# S1 and Gesy



## Figtree (Jul 31, 2018)

I have worked in Cyprus and have now retired aged 65.
I will get full U.K. state pension in 2021 with 35 years contributions) self employed payments.

I have been told that applying for pension will affect the S1 - I am assuming S1 will still be available to new pensioners after Brexit.

We pay Gesy on U.K. rental income at moment. The rent will continue for a few years until we sell. I will also have to pay it on my State pension when I get it next year. 
Does anyone know what are the benefits of having an S1? 
How will a small Cypriot pension affect the S1. 

Thank you to anyone who has experienced this or can help

Nick


----------



## David_&_Letitia (Jul 8, 2012)

Hello Figtree and welcome to the Forum!

I have lived in Cyprus for 6 years and still retain a property in the UK which we have let out. I had to pay GESY contributions based on my government pension income AND my gross rental income. I assume that having worked in Cyprus, you are already entitled to GESY based on your social insurance contributions? Clearly, the S1 will not affect your entitlement, nor will it be affected by your small Cyprus pension, but it will certainly be a great asset to have.

I will receive UK State pension in October this year and applied by phone. The confirmation letter I received from the Newcastle Pensions Centre stated how much pension I will receive and also said that they had informed the Overseas Healthcare Services at the NHS Business Services Authority (NHSBSA). This is the agency I need to contact to get my S1, but I can only do this within 1 month of the start of my State pension. The S1 will give me access to the GESY system and exempt me from any form of GESY contributions as the U.K. will effectively pay for any healthcare my wife and I will receive here. This shouldn’t change after the transition period 31 Dec 20) as my letter links my entitlement to the U.K. being a member of the European Economic Area (EEA) rather than the European Union (EU) which, as you know we have effectively left.


----------



## David_&_Letitia (Jul 8, 2012)

https://www.gov.uk/guidance/healthcare-in-cyprus


----------



## Figtree (Jul 31, 2018)

Hello David and Letitia,

Thank you for answering my query it has been very helpful.
I had read the guidance on the U.K.gov site (and a lot of other information too) but it didn’t say anything about if we claimed a Cyprus pension what would happen. You say that the S1 would mean I would not need to pay Gesy on my rental income or my pensions once I have retired which is great news.
I still not sure why Someone said claiming the cyprus pension would affect/negate the S1.
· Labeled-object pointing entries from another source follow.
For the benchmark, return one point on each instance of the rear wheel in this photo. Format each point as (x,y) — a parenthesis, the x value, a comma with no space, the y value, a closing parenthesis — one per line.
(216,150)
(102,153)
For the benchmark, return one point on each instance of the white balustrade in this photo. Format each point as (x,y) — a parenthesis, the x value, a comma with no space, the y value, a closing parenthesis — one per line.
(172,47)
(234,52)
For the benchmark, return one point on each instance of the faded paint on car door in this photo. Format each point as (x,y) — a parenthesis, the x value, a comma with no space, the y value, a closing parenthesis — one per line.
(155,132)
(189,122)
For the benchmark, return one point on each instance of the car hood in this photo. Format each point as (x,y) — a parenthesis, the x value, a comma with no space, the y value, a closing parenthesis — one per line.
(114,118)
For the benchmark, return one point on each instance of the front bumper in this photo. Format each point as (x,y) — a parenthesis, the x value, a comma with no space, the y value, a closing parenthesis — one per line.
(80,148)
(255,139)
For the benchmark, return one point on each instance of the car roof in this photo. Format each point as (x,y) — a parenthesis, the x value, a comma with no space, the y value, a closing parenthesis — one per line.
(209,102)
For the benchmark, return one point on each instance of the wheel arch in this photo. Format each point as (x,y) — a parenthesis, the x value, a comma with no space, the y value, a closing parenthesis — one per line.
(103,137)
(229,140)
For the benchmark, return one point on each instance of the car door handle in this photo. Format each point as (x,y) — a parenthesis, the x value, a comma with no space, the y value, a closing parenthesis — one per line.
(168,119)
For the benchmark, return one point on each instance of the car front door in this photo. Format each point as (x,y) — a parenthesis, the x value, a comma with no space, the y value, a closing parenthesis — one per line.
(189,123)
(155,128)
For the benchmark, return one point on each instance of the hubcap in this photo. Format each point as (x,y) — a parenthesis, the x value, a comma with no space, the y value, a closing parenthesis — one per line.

Thank you for your help it is ver much appreciated 

Kind regards
Nic


----------



## Veronica (Apr 5, 2008)

When we moved from Cyprus to France we had to get new S1s. As my husband has a small pension from Cyprus he had to jump through a few hoops to get it as he had to prove which country he had paid the most tax and national insurance in. He did get it eventually but there was a delay due to constantly having to furnish more proof etc.


----------



## Figtree (Jul 31, 2018)

Hi. Veronica, thank you for your information your husband must have jumped through a lot of hoops.
I was told yesterday by an accountant who also offered other services said that with a U.K. pension and Cyprus pension I would definitely get an S1 from the U.K.

I am now going to speak to the U.K. office NHSBSA that David and Letitia mentioned. I haven’t spoke to anyone in that department yet.

Thank you 
Nic


----------



## Veronica (Apr 5, 2008)

Figtree said:


> Hi. Veronica, thank you for your information your husband must have jumped through a lot of hoops.
> I was told yesterday by an accountant who also offered other services said that with a U.K. pension and Cyprus pension I would definitely get an S1 from the U.K.
> 
> I am now going to speak to the U.K. office NHSBSA that David and Letitia mentioned. I haven’t spoke to anyone in that department yet.
> ...



Yes officially that is the case but you know what these government departments can be like. It took a lot of phone calls until he eventually got to talk to someone who actually knew what they were doing and sorted it out for him. If you have any problems you just have to persevere. As for the Cyprus pension our Cypriot accountant had fight for him to get that, even going to the main pensions office in Nicosia to sort it out. If they can avoid paying you what is due to you they will. Thankfully it got sorted and to date he has received far more in pensions from Cyprus that he ever paid in social. Thank goodness for a good accountant.


----------